My mother nodded, smiling. She paused for a moment as if she were about to speak, but I had not finished.

“Dennis Wilson is the double whammy, because even though he is well known as the only good-looking Beach Boy, as a musician he is an obscure member of this very famous band—”

“I met Dennis Wilson once,” she said softly.

“—and his solo records are therefore truly cult—” She smiled at me. I stopped for a second. She sucked daintily on her pipe.

“What?”

“I said I met Dennis Wilson once,” she said.

“Are you serious? When?” I said.

“I met him in a bar in Venice Beach. In 1979, I think. Or maybe 1980.”

Okay. A bar in Venice Beach. Do I ask her what she was doing in a bar in Venice Beach? It was pre-me, my mother to be, how can I really imagine that? She is unformed, she is waiting-to-be in my mind. So she started to tell this tale about some scummy bar called the Blue Cantina.

“It was where the surfer guys hung out. And bikers. Hells Angels too.”

I struggled to envision my mother among drunken Hells Angels. But I said nothing. You don’t want to remind them of their audience at this point, at least not until you get the goods.

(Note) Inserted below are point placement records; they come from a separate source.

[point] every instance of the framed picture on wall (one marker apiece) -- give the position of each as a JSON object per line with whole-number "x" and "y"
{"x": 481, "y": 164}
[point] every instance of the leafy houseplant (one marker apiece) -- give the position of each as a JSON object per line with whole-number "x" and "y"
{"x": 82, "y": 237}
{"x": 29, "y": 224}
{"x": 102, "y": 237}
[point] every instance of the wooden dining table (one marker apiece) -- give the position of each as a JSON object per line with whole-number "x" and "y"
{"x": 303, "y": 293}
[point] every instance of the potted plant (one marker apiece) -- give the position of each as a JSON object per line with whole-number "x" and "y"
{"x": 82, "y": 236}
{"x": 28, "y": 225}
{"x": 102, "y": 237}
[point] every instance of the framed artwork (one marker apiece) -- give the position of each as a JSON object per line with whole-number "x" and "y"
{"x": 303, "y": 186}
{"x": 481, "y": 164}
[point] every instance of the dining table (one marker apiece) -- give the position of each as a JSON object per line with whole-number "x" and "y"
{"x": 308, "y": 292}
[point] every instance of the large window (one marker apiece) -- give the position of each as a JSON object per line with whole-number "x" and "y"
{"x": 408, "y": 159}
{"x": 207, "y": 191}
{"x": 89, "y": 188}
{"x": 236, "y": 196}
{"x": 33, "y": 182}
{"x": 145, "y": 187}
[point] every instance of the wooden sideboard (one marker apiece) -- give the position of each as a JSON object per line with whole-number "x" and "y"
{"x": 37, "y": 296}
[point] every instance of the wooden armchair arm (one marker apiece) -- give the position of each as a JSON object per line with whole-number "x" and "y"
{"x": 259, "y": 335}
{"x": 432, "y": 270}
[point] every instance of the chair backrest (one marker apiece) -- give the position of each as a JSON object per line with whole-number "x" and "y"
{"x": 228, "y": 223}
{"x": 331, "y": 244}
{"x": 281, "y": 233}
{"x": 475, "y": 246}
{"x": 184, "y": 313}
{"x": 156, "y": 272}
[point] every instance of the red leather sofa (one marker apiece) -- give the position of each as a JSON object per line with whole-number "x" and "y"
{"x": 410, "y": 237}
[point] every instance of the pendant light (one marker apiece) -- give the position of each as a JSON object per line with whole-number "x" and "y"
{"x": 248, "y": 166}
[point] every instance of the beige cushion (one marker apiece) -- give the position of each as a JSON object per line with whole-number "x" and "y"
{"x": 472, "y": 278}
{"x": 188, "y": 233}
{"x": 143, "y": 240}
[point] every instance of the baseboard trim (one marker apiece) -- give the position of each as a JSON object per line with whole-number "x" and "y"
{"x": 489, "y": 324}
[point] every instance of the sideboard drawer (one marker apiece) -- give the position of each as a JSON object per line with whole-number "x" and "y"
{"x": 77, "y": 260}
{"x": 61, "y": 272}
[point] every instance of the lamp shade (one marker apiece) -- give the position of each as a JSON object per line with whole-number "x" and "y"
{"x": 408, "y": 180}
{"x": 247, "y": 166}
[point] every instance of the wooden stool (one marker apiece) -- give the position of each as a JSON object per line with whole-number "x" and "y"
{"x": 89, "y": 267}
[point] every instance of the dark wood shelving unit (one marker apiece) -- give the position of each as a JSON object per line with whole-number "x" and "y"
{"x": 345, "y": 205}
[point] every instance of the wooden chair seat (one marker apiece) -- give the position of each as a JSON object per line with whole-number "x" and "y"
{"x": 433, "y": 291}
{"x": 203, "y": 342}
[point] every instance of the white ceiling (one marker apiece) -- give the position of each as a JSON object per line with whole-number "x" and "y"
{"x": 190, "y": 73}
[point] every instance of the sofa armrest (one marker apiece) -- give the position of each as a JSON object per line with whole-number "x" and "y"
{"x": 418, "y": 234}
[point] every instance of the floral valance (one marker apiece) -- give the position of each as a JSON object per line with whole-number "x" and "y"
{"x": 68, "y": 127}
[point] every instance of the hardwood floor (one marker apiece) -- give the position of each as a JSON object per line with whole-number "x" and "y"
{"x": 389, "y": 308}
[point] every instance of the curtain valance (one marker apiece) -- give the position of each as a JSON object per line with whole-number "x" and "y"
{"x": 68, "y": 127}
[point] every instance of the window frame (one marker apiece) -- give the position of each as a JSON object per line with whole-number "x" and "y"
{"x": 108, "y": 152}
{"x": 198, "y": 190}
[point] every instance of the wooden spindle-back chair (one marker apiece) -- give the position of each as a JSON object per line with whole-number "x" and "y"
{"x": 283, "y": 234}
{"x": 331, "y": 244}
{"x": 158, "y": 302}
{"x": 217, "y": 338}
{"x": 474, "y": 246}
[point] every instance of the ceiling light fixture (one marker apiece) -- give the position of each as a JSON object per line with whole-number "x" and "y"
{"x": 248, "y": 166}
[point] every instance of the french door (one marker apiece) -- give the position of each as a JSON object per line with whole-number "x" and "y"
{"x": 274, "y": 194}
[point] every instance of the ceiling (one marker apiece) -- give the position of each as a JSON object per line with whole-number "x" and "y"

“Living in Southern California was pretty depressing in those days. You know, everything was less than it could have been. Just casualties everywhere, drugs and venereal diseases. All dissolute and sleazy — that’s what it felt like in 1980. Anyway, I was by myself and I noticed this very tan guy in his late thirties. He was still handsome despite having uncombed hair, a ratty beard and a bloat around his eyes. He wore, I remember, a white linen shirt, which was unbuttoned and hung open. And white painter’s pants. His body was still muscular, his belly was still trim. If you didn’t look too closely, he would seem just fine.” She put down her pipe and picked up her wineglass.

“He kept staring at me, and it was then that I noticed he was barefoot. He had wide, filthy, beat-up feet, and I remember thinking, Why would they let him in with no shoes and pretty much no shirt? He came over to where I was sitting. I knew this would happen because I did make eye contact with him, which is the equivalent of an open invitation in a bar like that.”

I could’ve been spared, couldn’t I, the knowledge that my mother knows the lingua franca of seedy biker bars?